Now it is up to Biden to save millions of lives and billions of dollars, to the detriment of the tobacco industry and few others. He could also enact important complementary policies, mostly without the need for new legislation. Those include banning mint and menthol tobacco products (the Obama administration banned the sale of flavored cigarettes but not menthols, and the Trump administration banned the sale of flavored e-cigarette cartridges but not menthol-flavored ones). “It’s hard to overstate how big a public-health difference [this ban] would make,” Matthew Myers of the Campaign for Tobacco-Free Kids told me, given that most kids prefer flavored products. “You would transform the history of heart disease and cancer in the United States.”

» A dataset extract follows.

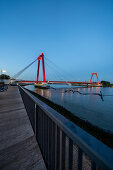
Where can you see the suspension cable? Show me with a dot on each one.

Read: The FDA’s mango-flavored trolley problem
Fiore pointed to a suite of other policies that could help as well. “Each of these options has a mountain of undisputed evidence saying that they achieve their outcome,” he told me. They include tightening up regulations to ensure that tobacco products aren’t sold to underage people; expanding anti-smoking advertising; enacting comprehensive bans on smoking in public places and on worksites; and making access to cessation tools and treatments universal, simple, and free. “We have to make it as easy to quit smoking as it is to buy a pack of cigarettes at the corner store,” he told me.
Another option is increasing tobacco taxes. Cigarettes remain far cheaper in the United States than in many of our peer countries, due to lower government levies: The average cost for a pack is $15 in the United Kingdom and $25 in Australia, versus $8 here. Higher prices would have a particularly strong effect in discouraging teen use. But one caveat: Low-income Americans are much more likely to smoke than high-income Americans, and low-income smokers often spend large shares of their disposable income on cigarettes. Increasing cigarette taxes is highly regressive, a policy that burdens fragile, impoverished households the most. That’s why policymakers should pair increases in cigarette taxes with other changes—ones that make cigarettes nonaddictive, give support to people who want to quit, and ideally also help alleviate deep poverty too.
This is a public-health crisis of extensive proportions, hiding in plain sight. But Biden has a silver bullet to use.